We’ll train our algorithm on a training set, then test its performance on a test set. The train_test_split() function from scikit-learn will help us randomly select 20% of the rows for our test set, and 80% for our training set.

# Train-test Split
from sklearn.model_selection import train_test_split
X_train, X_test, y_train, y_test = train_test_split(counts, submissions["upvotes"], test_size=0.2, random_state=1)
# Linear Regression
from sklearn.linear_model import LinearRegression

# instantiate an instance
clf = LinearRegression()

# Fit the training data
clf.fit(X_train, y_train)

# Make predictions
y_predict = clf.predict(X_test)

Error in Prediction

We’ll use mean squared error (MSE), which is a common error metric. With MSE, we subtract the predictions from the actual values, square the results, and find the mean. Because the errors are squared, MSE penalizes errors further away from the actual value more than those close to the actual value. We have high error (rmse of ~50 upvotes) in predicting upvotes as we have used a very small data set. With larger training sets, this should decrease dramatically.

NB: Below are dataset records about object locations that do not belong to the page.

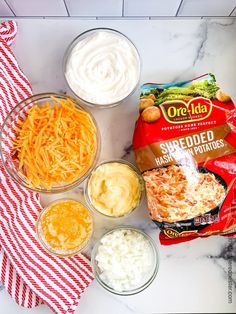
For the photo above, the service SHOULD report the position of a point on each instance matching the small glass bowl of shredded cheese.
(49, 143)
(64, 227)
(125, 261)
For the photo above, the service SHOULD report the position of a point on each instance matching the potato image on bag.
(151, 114)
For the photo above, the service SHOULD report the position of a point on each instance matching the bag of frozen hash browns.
(185, 147)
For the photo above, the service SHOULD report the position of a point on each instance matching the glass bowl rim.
(120, 161)
(152, 276)
(57, 189)
(71, 47)
(39, 237)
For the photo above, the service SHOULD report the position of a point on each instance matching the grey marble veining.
(194, 276)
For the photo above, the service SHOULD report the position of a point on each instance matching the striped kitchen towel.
(30, 275)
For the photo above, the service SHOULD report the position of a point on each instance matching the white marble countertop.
(193, 277)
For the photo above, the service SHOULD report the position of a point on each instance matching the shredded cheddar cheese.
(56, 143)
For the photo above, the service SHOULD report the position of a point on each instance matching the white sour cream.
(103, 68)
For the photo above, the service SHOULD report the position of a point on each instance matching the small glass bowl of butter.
(64, 227)
(114, 188)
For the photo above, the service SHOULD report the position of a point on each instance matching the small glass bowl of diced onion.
(125, 260)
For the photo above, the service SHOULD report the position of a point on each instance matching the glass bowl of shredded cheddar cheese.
(49, 143)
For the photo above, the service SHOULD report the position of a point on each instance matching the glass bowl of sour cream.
(125, 260)
(102, 67)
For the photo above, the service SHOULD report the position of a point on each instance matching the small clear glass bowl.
(46, 246)
(88, 197)
(7, 150)
(155, 264)
(85, 35)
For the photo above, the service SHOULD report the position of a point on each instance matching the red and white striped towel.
(30, 275)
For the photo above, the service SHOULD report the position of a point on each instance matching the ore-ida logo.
(178, 111)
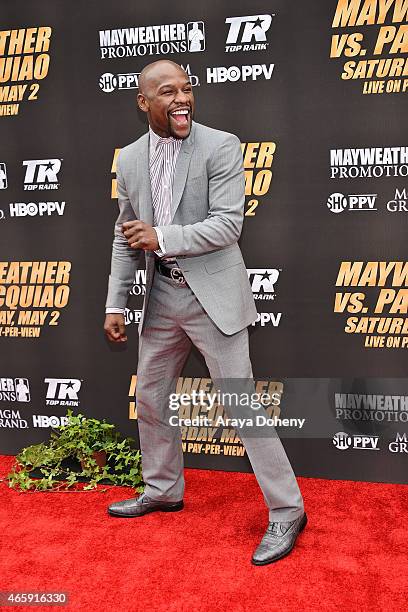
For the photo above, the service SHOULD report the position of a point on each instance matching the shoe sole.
(284, 554)
(175, 508)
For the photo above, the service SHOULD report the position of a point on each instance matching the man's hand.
(115, 329)
(140, 235)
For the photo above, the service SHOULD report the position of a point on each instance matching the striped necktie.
(162, 167)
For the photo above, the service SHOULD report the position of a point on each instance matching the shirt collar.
(154, 138)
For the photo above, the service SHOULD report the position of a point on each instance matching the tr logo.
(263, 279)
(41, 173)
(3, 176)
(254, 28)
(62, 388)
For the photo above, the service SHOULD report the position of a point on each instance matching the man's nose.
(182, 97)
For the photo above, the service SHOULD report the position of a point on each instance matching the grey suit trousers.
(174, 320)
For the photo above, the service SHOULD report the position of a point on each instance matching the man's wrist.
(114, 311)
(160, 239)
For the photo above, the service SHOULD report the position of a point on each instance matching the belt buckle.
(177, 275)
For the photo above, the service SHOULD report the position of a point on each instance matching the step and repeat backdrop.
(317, 93)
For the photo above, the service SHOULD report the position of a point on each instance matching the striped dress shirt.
(163, 153)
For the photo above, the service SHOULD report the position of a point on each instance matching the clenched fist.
(115, 328)
(140, 235)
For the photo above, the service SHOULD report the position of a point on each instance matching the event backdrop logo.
(14, 390)
(385, 74)
(379, 310)
(209, 440)
(152, 40)
(42, 287)
(370, 162)
(24, 60)
(3, 176)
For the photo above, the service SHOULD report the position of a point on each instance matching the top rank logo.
(62, 391)
(152, 40)
(3, 176)
(41, 174)
(247, 33)
(14, 390)
(263, 282)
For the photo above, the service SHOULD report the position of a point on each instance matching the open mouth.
(181, 116)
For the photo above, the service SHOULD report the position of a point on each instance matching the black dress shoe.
(278, 541)
(138, 506)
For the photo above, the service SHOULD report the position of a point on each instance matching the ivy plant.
(78, 440)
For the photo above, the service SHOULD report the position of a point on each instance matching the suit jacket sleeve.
(226, 196)
(124, 260)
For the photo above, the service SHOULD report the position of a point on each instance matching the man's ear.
(142, 103)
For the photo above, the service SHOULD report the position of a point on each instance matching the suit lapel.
(145, 191)
(180, 175)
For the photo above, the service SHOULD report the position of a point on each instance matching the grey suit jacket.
(207, 217)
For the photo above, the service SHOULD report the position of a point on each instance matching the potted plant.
(96, 447)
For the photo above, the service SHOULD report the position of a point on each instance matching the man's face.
(168, 100)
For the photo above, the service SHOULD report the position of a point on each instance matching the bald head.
(166, 96)
(157, 71)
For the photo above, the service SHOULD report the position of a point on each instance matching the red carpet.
(352, 556)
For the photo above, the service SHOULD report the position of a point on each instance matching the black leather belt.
(174, 272)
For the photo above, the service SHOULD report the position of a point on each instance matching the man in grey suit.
(181, 203)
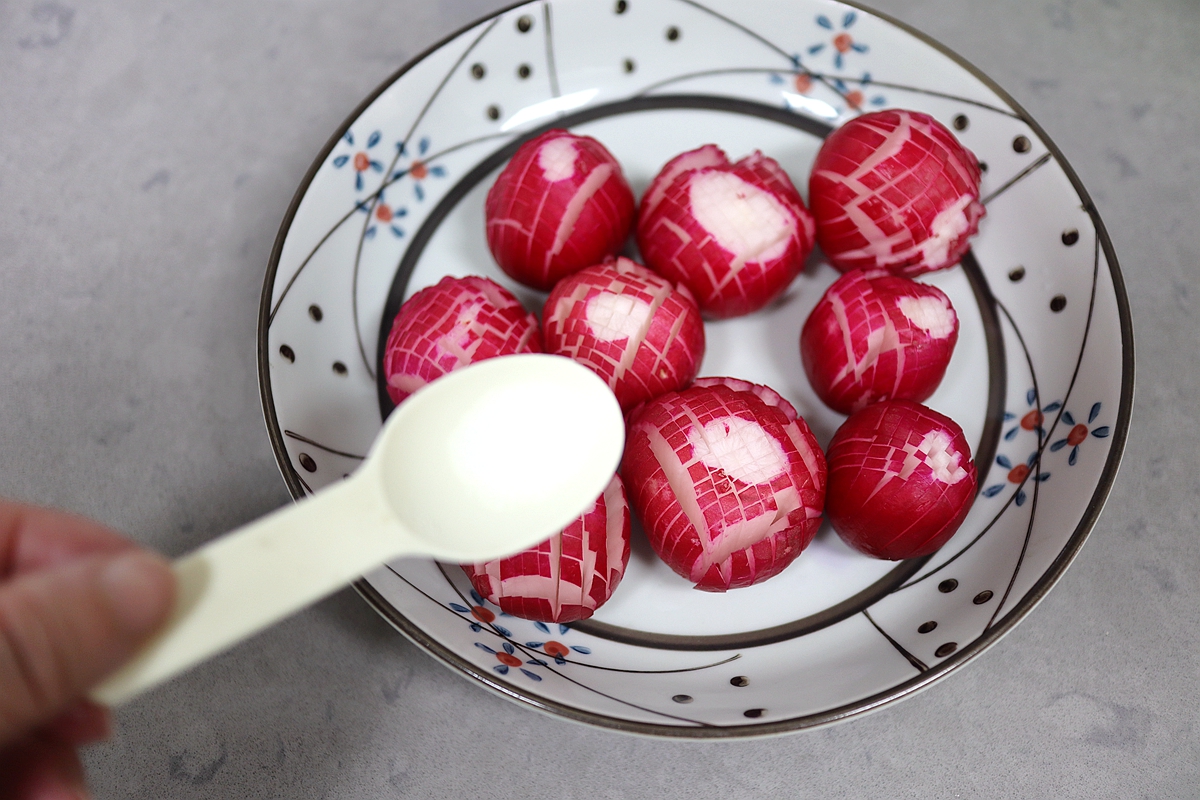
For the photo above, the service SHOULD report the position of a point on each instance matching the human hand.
(76, 601)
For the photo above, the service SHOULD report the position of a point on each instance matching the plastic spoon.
(481, 463)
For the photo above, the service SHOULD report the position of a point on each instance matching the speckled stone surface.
(148, 152)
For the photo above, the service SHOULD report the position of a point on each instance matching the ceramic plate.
(1042, 378)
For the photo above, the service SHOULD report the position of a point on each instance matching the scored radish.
(736, 234)
(453, 324)
(559, 205)
(901, 480)
(894, 190)
(569, 576)
(727, 481)
(629, 325)
(876, 336)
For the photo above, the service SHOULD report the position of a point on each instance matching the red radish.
(894, 190)
(729, 483)
(633, 328)
(450, 325)
(561, 204)
(569, 576)
(900, 480)
(736, 234)
(876, 336)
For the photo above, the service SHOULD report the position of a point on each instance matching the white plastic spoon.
(481, 463)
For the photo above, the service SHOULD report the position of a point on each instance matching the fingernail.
(139, 588)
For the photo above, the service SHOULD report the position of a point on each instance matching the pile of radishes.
(726, 477)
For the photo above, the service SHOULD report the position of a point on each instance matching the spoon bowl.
(479, 464)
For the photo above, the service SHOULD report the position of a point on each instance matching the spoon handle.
(255, 576)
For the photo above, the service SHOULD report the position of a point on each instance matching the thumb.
(63, 630)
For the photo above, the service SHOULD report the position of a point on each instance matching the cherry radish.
(569, 576)
(449, 325)
(561, 204)
(901, 480)
(876, 336)
(736, 234)
(629, 325)
(894, 190)
(727, 481)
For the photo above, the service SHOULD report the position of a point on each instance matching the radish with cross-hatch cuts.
(901, 480)
(875, 336)
(727, 481)
(736, 234)
(894, 190)
(561, 204)
(635, 329)
(453, 324)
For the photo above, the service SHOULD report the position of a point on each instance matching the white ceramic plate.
(1042, 379)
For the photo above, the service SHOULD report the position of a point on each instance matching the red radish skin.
(559, 205)
(729, 486)
(901, 480)
(736, 234)
(569, 576)
(876, 336)
(631, 326)
(894, 190)
(453, 324)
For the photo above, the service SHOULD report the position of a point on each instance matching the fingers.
(34, 539)
(66, 627)
(42, 768)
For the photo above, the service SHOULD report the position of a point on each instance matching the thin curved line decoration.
(505, 636)
(1061, 437)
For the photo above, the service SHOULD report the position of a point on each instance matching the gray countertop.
(148, 152)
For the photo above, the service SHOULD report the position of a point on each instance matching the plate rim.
(1036, 594)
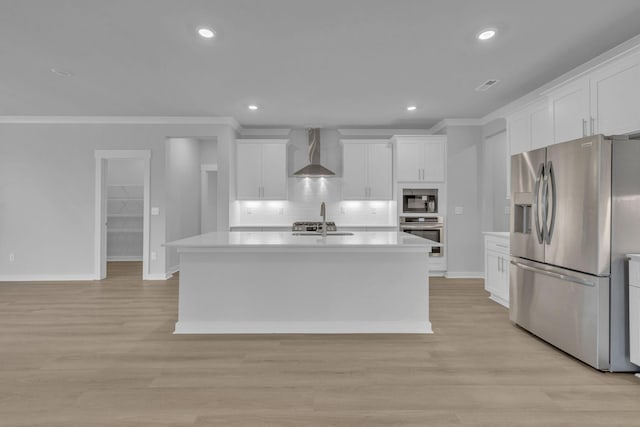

mse = sum((y_predict - y_test) ** 2) / len(y_predict)
rmse = (mse)**0.5
print(rmse)
51.5034780501

How to make better predictions?

  • Using more data will ensure that the model will find more occurrences of the same features in the test and training sets, which will help the model make better predictions.

  • Add “meta” features like headline length and average word length.

  • Use a random forest, or another more powerful machine learning technique.

  • Explore different thresholds for removing extraneous columns.